Why Did I Criticize That AI Paper Featured on the Cover of Nature?
Published in Computational Sciences
Last September, the research on DeepSeek-R1 made the cover of Nature, being hailed as "the world's first peer-reviewed mainstream large language model." As a researcher focused on AI governance, I felt both excitement for this advancement and a touch of unease: when large models start being published as "scientific achievements," what criteria should we use to evaluate them?
Therefore, I wrote a critical commentary—"Examining methodological rigor, ethical governance, and scientific claims: a critical review of the DeepSeek-R1 study" The article was eventually published in the "Review" section of Discover Artificial Intelligence.
What did I see?
DeepSeek-R1 is indeed impressive: it uses pure reinforcement learning to train powerful reasoning abilities, performs remarkably well on tasks such as mathematics and programming, and has even open-sourced its model weights. However, when I carefully read the paper and its 83-page supplementary materials, some issues came to light:
The main text of the paper only describes the training data in one sentence: "All from the internet." Data is the "raw material" of the model; if it is not transparent, it is like a chemical experiment without revealing which reagents were used.
Although the supplementary materials list in detail how many math problems and how much code were used, key information such as where the data specifically came from, how it was collected, whether it contains bias, or whether there are copyright issues—all of this is absent.
The safety evaluation is very thorough, but it is all static testing. In the real world, malicious users will find ways to attack the model, which static tests cannot detect.
Most importantly, the paper does not discuss at all questions like "Who is responsible if the model generates problematic content?"
My criticism is not meant to "nitpick"
Someone asked me: Did you write this article to dismiss DeepSeek's work? On the contrary. I believe that DeepSeek-R1's technical contributions are tremendous, but precisely because of its influence, we need to scrutinize its transparency more rigorously. If even a top-tier journal paper has disclosure gaps, how far is the entire AI field from the scientific standards of "reproducibility and responsibility"?

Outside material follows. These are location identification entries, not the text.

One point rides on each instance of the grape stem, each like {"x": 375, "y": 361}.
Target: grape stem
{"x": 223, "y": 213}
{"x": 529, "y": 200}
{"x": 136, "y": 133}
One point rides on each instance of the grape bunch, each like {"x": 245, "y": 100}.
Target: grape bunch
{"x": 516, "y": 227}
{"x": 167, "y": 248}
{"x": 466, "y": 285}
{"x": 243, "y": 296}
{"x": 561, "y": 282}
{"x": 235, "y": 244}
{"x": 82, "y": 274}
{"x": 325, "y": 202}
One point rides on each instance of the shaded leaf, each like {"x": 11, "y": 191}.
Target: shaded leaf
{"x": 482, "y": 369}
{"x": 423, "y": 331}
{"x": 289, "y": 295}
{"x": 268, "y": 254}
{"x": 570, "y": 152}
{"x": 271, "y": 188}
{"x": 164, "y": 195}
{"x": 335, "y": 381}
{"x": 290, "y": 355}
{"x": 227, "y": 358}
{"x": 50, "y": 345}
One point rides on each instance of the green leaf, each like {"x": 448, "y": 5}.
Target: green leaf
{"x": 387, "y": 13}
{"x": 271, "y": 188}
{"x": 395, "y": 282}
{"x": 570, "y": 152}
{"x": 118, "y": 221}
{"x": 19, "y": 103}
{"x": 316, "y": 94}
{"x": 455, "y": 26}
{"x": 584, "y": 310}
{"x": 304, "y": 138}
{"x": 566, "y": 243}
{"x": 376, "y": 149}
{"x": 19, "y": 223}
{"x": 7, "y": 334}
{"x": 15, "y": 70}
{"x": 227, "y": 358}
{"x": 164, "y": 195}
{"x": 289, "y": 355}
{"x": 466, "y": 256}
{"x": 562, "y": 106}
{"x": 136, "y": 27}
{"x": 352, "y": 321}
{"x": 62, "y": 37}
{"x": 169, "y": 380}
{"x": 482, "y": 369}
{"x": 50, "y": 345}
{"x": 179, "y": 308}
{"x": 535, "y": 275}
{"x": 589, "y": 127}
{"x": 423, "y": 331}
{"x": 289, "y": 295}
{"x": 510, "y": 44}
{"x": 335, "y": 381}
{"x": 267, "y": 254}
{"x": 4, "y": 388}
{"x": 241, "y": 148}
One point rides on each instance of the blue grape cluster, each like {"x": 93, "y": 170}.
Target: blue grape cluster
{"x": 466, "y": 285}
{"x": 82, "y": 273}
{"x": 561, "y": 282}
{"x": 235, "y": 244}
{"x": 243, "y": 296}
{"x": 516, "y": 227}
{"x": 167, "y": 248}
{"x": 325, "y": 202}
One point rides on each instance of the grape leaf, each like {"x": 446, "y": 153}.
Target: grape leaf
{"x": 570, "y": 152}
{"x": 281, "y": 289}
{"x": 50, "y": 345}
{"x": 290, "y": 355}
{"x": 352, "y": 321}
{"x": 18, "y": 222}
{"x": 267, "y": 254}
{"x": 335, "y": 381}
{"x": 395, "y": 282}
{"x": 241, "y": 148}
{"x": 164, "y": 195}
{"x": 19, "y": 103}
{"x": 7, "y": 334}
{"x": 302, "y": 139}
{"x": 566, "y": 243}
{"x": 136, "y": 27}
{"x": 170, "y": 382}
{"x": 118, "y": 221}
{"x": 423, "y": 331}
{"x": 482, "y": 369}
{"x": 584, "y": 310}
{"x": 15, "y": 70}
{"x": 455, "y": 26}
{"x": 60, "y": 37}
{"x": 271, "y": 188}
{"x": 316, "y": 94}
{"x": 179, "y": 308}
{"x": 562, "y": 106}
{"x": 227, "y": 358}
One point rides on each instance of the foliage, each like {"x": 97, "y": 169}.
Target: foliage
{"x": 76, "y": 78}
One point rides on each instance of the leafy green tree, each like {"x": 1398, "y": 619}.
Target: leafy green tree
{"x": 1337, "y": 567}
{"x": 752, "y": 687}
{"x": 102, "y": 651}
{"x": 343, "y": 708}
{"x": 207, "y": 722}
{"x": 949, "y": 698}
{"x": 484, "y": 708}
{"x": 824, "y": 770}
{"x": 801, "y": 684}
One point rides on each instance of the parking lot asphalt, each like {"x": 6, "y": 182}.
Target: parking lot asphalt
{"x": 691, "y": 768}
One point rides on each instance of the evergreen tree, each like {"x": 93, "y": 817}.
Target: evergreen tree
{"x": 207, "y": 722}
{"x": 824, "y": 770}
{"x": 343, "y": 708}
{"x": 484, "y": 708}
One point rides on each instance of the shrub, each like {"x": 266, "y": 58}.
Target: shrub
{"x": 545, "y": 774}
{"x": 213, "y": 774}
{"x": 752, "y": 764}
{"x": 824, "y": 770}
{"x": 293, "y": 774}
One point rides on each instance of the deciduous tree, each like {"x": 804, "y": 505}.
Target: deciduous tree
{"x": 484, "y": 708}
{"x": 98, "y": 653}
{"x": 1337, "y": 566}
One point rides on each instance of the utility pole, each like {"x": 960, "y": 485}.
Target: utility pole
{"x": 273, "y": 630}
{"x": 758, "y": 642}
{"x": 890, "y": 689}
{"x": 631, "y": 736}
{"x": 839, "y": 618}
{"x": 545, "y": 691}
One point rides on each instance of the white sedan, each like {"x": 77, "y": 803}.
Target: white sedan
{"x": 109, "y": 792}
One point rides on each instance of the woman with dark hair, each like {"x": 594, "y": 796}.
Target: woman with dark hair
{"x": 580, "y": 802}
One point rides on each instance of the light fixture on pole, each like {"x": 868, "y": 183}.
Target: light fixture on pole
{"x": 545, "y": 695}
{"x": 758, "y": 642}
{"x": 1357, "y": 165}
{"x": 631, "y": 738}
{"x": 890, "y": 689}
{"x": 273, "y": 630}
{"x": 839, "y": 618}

I shifted the focus of my critique from "whether disclosures exist" to "how disclosures are made." I proposed three original frameworks:
Data Disclosure Template: Guides researchers on how to document data sources, cleaning processes, and legal compliance information in the future.
AI Accountability Dimension Framework: Expands safety assessment from technical metrics to governance aspects such as accountability, ethics, and risk warnings.
Multi-Stakeholder Action Agenda: Provides concrete and actionable recommendations for the academic publishing community, policymakers, and corporate labs, respectively.
The Most Thrilling Moment: The 'Single-Word Dispute' During the Proof Stage
After the article was accepted, I discovered during the final proof that the term 'data sheets' had been mistakenly written as 'data tables' in a table. In English, these two terms differ by a single Word but lead to a completely different meaning—the former refers to the standard framework of 'Datasheets for Datasets' proposed by scholars such as Gebru, while the latter is just a regular data table. The journal stipulates that only errors that 'directly compromise the integrity of the science' may be corrected at the proof stage. Anxiously, I wrote an email to the editor, explaining that this terminological confusion could mislead readers about what I was truly advocating. Fortunately, the editor understood and agreed to the correction.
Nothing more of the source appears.